PHUKET: The beach at Khao Lampi – Hat Thai Mueang National Park has been full of life over the past month with 339 baby leatherback turtles hatching from five protected nests in the area.
“We are still watching two more nests expected to hatch soon. One nest contains 91 eggs and the other contains 84 eggs,” park chief Witoon Detpramuanphol told the Phuket Gazette
In the past, enormous leatherback turtles weighing as much as 360 kilograms would lay a total of 400 to 500 nests along the beaches of Phang Nga and Phuket. Now, however, there are less than 10 nests a year, explained Dr Kongkiat Kittiwattanawong, head of the Endangered Species Unit at the Phuket Marine Biological Center.
Of the five species of turtle that live in the Andaman, leatherbacks are the closest to becoming extinct, he added.
“Only about one in 1,000 baby leatherbacks survive to adulthood,” Dr Kongkiat pointed out.
“Previously, we tried rearing leatherback turtles until they were about one year old before we released them into the sea. However, they are more sensitive to environmental conditions than other species of turtles, which made maintaining their health very difficult,” he explained.

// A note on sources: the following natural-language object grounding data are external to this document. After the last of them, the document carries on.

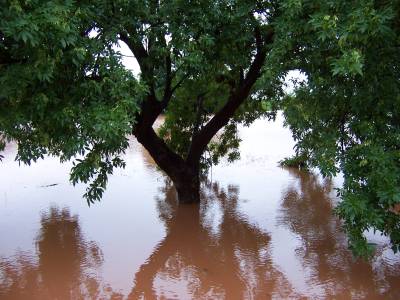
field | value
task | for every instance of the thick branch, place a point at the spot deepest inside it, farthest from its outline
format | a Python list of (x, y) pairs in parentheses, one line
[(238, 96)]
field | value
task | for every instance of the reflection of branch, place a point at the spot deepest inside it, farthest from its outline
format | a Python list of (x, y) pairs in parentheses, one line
[(214, 260)]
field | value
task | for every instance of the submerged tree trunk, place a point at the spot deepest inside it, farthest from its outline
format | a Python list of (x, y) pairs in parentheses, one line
[(188, 186), (185, 172), (184, 175)]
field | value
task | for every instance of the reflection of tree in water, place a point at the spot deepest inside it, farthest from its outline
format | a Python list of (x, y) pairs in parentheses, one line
[(307, 212), (231, 262), (65, 267)]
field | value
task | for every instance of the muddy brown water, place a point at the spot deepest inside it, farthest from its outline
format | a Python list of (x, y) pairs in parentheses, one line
[(260, 232)]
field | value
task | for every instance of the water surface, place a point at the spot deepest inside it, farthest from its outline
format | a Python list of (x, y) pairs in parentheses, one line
[(260, 232)]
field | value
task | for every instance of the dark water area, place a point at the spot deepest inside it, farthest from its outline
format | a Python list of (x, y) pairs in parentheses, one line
[(260, 232)]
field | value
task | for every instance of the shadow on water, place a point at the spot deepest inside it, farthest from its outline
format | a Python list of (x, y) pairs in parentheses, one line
[(210, 251), (307, 211), (231, 261), (65, 266)]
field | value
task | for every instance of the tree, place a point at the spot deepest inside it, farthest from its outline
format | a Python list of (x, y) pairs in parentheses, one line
[(73, 96), (346, 116), (208, 66)]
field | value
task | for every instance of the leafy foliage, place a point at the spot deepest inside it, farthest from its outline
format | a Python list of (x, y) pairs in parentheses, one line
[(346, 117)]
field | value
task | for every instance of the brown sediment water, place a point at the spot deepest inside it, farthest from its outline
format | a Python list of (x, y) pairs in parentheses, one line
[(260, 232)]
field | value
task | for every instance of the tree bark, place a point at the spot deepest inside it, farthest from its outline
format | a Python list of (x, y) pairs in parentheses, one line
[(184, 175), (185, 172)]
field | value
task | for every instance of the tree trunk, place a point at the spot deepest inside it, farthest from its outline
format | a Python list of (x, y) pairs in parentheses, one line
[(187, 185), (184, 175)]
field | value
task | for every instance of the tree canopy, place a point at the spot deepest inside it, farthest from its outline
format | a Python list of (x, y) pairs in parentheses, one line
[(207, 66)]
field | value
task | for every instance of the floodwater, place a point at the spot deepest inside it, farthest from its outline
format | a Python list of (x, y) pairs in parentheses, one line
[(260, 232)]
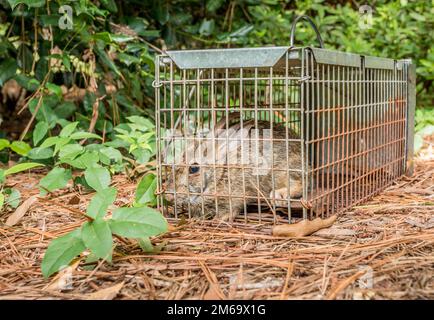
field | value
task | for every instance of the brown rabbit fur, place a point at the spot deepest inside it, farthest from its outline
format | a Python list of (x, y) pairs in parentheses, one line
[(210, 190)]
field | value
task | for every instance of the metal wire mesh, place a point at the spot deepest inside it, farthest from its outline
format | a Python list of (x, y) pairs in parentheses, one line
[(300, 135)]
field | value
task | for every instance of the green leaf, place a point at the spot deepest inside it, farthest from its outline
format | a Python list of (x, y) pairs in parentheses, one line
[(40, 153), (20, 147), (8, 69), (86, 160), (109, 155), (68, 129), (51, 141), (145, 192), (84, 135), (110, 5), (97, 236), (100, 202), (61, 252), (39, 132), (146, 244), (22, 167), (55, 179), (2, 200), (97, 177), (53, 88), (61, 142), (4, 144), (14, 198), (70, 151), (138, 222)]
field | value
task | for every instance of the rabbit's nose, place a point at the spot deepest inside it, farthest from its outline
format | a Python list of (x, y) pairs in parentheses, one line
[(194, 189), (170, 197)]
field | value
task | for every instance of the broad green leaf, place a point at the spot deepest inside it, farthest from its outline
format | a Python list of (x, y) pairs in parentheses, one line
[(97, 236), (97, 177), (4, 144), (109, 155), (61, 142), (2, 200), (138, 222), (22, 167), (146, 244), (51, 141), (145, 192), (39, 153), (84, 135), (70, 151), (142, 123), (53, 88), (39, 132), (29, 3), (86, 160), (61, 252), (110, 5), (55, 179), (20, 147), (14, 198), (100, 202), (68, 129), (8, 68)]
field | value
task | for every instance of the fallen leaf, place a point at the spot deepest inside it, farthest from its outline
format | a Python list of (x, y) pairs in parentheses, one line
[(63, 280), (106, 294), (74, 200), (302, 228), (213, 293), (21, 211)]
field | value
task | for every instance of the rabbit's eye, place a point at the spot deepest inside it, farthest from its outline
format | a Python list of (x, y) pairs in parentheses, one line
[(193, 169)]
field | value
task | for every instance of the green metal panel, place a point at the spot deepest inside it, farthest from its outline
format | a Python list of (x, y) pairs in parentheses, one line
[(411, 96)]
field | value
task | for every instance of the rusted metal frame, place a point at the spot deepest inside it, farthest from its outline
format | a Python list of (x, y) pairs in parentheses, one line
[(213, 135), (230, 79), (329, 144), (271, 120), (362, 153), (304, 133), (409, 73), (158, 136), (256, 139), (198, 120), (244, 108), (287, 121), (241, 99), (227, 107), (184, 116), (172, 119), (360, 130), (321, 133), (360, 177)]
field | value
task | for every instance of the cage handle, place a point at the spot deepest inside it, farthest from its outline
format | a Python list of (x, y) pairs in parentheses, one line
[(308, 19)]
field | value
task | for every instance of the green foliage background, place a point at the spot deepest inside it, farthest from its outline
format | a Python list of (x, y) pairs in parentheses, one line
[(123, 37)]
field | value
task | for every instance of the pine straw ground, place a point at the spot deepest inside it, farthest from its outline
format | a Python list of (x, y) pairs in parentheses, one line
[(381, 250)]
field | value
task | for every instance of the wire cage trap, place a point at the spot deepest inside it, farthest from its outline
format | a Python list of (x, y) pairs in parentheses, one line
[(274, 133)]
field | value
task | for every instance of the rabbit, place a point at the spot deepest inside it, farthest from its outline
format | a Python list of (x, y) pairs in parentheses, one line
[(202, 185)]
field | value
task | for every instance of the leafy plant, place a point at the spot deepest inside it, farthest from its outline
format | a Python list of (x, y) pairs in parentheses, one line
[(68, 153), (11, 196), (96, 234), (138, 137), (19, 147)]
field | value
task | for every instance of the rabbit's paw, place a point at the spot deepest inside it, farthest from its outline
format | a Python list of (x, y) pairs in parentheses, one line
[(227, 215), (280, 197)]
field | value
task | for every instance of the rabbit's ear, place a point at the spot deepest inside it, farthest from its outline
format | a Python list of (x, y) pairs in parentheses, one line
[(222, 122), (227, 150)]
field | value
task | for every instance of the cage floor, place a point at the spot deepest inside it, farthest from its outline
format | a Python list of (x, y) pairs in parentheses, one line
[(331, 199)]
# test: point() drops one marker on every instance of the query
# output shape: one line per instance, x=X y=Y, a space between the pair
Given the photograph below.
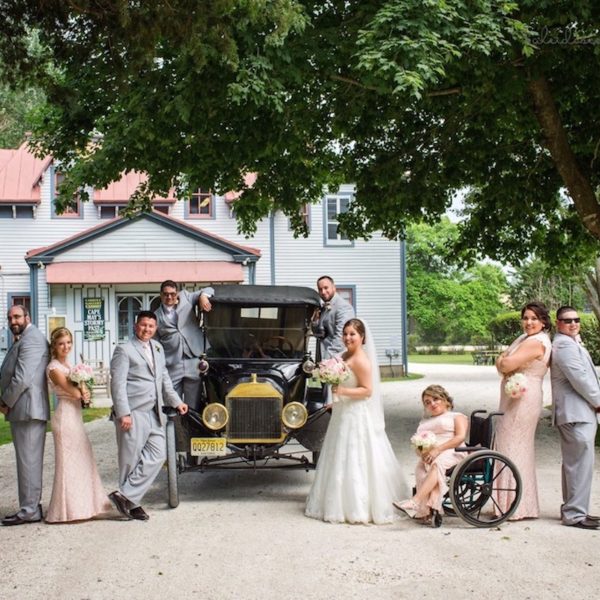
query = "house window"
x=305 y=214
x=110 y=211
x=72 y=210
x=22 y=300
x=201 y=204
x=335 y=206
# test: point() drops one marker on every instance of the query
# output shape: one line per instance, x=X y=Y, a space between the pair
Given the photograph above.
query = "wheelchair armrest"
x=170 y=411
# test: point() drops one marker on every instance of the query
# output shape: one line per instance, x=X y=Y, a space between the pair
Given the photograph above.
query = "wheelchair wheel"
x=474 y=482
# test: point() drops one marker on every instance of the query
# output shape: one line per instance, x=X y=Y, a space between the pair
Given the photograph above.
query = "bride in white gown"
x=357 y=476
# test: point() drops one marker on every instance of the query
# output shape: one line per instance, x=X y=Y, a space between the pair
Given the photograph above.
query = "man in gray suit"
x=576 y=401
x=179 y=333
x=24 y=402
x=140 y=385
x=329 y=322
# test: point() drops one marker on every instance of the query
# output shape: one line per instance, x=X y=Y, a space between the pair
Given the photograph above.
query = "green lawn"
x=89 y=414
x=449 y=359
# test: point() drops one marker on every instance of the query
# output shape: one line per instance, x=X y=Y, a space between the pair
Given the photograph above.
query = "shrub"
x=506 y=327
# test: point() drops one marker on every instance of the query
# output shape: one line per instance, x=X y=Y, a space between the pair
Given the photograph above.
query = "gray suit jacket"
x=185 y=339
x=135 y=385
x=23 y=378
x=331 y=322
x=575 y=386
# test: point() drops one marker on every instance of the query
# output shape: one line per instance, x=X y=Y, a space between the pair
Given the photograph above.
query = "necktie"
x=148 y=352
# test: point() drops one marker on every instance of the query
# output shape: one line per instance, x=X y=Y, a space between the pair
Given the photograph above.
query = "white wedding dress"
x=357 y=476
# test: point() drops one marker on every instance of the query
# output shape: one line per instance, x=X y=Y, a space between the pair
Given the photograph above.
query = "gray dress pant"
x=142 y=453
x=577 y=447
x=29 y=438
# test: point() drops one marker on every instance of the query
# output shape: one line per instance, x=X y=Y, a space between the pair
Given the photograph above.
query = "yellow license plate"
x=208 y=447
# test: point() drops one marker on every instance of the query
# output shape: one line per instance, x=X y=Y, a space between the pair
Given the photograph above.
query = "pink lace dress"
x=515 y=432
x=77 y=492
x=443 y=427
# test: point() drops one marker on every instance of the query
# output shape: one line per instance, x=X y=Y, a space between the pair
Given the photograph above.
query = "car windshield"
x=258 y=332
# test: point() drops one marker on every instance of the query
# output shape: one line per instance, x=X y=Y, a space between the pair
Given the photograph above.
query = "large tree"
x=411 y=99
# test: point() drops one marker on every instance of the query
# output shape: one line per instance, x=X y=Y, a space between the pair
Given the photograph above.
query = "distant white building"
x=92 y=270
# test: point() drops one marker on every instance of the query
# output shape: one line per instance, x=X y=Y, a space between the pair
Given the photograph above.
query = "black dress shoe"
x=139 y=513
x=16 y=520
x=585 y=524
x=121 y=503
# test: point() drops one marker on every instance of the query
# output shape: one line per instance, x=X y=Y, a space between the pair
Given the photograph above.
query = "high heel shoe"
x=408 y=507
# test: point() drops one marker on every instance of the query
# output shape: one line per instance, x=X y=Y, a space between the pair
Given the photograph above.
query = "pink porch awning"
x=144 y=272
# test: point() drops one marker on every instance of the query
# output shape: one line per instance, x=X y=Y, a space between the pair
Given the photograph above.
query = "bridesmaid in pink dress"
x=77 y=492
x=529 y=354
x=450 y=429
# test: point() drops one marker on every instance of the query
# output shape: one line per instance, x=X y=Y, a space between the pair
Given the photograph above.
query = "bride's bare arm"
x=361 y=367
x=529 y=350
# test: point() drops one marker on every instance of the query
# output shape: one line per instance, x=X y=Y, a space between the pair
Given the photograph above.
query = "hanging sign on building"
x=93 y=319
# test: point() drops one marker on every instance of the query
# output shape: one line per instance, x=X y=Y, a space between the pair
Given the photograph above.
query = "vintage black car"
x=259 y=406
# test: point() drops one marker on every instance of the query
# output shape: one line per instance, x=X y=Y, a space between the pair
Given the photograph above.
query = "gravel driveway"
x=243 y=535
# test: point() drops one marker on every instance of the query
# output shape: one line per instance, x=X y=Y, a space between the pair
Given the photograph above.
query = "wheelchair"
x=476 y=478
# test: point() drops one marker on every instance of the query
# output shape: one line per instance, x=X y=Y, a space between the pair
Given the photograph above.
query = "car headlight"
x=308 y=366
x=294 y=415
x=215 y=416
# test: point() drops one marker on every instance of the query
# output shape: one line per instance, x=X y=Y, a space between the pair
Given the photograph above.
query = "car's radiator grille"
x=254 y=419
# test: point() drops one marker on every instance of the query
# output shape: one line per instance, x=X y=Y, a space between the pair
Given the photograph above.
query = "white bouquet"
x=516 y=385
x=332 y=371
x=83 y=375
x=423 y=441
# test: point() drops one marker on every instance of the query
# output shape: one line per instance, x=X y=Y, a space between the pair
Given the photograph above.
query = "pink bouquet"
x=332 y=371
x=516 y=385
x=82 y=374
x=423 y=441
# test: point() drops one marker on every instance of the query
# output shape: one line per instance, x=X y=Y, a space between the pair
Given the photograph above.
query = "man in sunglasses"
x=576 y=402
x=179 y=332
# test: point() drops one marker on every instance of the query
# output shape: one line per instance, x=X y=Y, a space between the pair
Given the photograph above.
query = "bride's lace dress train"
x=357 y=476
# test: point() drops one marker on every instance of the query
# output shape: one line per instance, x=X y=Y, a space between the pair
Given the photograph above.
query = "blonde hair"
x=437 y=391
x=56 y=334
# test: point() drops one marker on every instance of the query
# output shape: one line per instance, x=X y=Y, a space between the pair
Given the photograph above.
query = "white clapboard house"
x=92 y=270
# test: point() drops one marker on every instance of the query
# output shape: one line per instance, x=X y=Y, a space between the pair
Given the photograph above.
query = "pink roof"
x=119 y=192
x=143 y=272
x=20 y=174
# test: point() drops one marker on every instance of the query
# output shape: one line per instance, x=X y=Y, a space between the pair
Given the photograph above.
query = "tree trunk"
x=592 y=290
x=576 y=183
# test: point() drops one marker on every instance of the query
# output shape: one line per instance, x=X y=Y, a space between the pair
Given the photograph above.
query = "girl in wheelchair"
x=447 y=430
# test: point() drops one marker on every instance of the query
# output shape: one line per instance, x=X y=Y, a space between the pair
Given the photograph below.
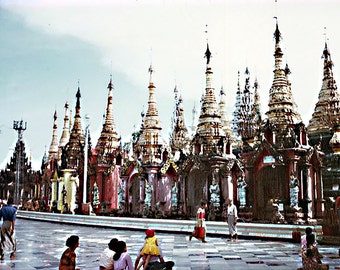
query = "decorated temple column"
x=73 y=185
x=54 y=189
x=152 y=185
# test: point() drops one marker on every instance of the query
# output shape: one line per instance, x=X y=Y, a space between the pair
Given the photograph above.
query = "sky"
x=49 y=48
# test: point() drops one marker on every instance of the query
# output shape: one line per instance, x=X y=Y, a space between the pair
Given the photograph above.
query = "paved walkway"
x=40 y=245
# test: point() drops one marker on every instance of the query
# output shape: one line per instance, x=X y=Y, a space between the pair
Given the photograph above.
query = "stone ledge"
x=246 y=230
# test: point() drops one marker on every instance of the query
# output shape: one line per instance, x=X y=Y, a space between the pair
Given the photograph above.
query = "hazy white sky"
x=48 y=46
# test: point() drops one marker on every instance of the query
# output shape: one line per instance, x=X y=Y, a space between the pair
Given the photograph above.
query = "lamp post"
x=20 y=127
x=87 y=121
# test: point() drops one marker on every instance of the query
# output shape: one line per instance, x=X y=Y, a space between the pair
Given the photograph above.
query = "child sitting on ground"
x=149 y=249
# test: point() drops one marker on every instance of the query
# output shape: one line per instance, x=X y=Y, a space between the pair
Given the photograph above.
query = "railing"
x=246 y=230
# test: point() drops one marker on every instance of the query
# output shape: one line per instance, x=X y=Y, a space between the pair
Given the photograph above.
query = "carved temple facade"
x=253 y=159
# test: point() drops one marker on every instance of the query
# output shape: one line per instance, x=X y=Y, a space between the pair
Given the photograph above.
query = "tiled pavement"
x=40 y=245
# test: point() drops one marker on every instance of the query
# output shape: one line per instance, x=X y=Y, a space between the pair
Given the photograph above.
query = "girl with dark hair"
x=311 y=258
x=68 y=259
x=122 y=259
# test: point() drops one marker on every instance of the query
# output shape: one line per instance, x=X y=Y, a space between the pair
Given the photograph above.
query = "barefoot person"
x=232 y=219
x=8 y=240
x=200 y=227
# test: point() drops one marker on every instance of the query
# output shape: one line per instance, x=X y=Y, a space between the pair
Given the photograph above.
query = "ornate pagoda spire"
x=108 y=140
x=150 y=140
x=237 y=111
x=76 y=143
x=282 y=111
x=179 y=138
x=246 y=128
x=53 y=151
x=209 y=124
x=256 y=110
x=327 y=94
x=224 y=118
x=65 y=135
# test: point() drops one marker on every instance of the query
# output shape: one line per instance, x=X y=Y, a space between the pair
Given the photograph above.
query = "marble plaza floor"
x=40 y=245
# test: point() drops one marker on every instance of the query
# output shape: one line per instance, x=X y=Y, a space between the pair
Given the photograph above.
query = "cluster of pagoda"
x=273 y=166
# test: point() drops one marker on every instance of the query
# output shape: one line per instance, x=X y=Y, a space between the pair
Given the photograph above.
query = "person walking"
x=311 y=258
x=8 y=240
x=232 y=219
x=200 y=230
x=122 y=259
x=68 y=258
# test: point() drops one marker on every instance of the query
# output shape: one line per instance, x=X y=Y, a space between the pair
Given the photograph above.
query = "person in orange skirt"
x=200 y=228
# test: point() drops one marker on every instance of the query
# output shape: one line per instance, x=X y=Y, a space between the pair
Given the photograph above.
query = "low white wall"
x=279 y=231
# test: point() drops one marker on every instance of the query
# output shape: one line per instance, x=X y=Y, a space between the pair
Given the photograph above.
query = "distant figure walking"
x=122 y=259
x=68 y=258
x=8 y=240
x=232 y=219
x=200 y=230
x=311 y=258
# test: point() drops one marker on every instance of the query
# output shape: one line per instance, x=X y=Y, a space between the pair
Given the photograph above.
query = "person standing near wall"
x=8 y=240
x=200 y=230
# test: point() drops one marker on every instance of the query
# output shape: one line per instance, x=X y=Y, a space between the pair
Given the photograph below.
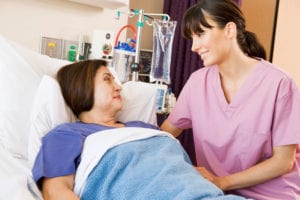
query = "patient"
x=91 y=92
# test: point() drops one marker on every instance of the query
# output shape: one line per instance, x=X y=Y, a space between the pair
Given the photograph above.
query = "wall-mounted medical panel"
x=112 y=4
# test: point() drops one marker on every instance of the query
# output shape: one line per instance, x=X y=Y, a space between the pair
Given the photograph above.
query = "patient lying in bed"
x=112 y=160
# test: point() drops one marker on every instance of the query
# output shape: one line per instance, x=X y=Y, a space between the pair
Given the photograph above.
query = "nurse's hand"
x=218 y=181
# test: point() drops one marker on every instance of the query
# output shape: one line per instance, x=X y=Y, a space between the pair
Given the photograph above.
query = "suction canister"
x=124 y=55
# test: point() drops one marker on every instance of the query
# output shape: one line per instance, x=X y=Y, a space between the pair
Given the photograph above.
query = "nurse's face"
x=211 y=45
x=107 y=92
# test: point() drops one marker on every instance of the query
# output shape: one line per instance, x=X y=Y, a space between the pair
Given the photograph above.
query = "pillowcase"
x=49 y=109
x=20 y=73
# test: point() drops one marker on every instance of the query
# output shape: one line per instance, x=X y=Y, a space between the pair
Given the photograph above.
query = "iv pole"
x=140 y=24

The inability to provide adequate care for leatherback turtles during their first year prompted the PMBC to change tack: they now allow the babies to try their luck in the sea.
“We need to develop higher-quality food, because what we gave the turtles to eat previously was causing constipation. We also need a larger pool, as the turtles’ skin is very sensitive and was getting scratched by the side of the pool as they swam, which was leading to skin problems,” Dr Kongkiat said.
“These are just a couple of the reasons why we are now letting them grow up naturally, and are protecting their nesting sites and eggs instead of moving them to our facilities,” he added.
To protect the dwindling population of leatherbacks in the Andaman region, Dr Kongkiat asked people to not remove turtle eggs from nests and not disturb the turtle-nesting areas.
“In the nesting season, from November through March, many turtles come ashore or close to shore. If anybody notices them please, do not disturb them; if you are a fisherman, and one is caught in your net, please free it and return it to the sea,” he said.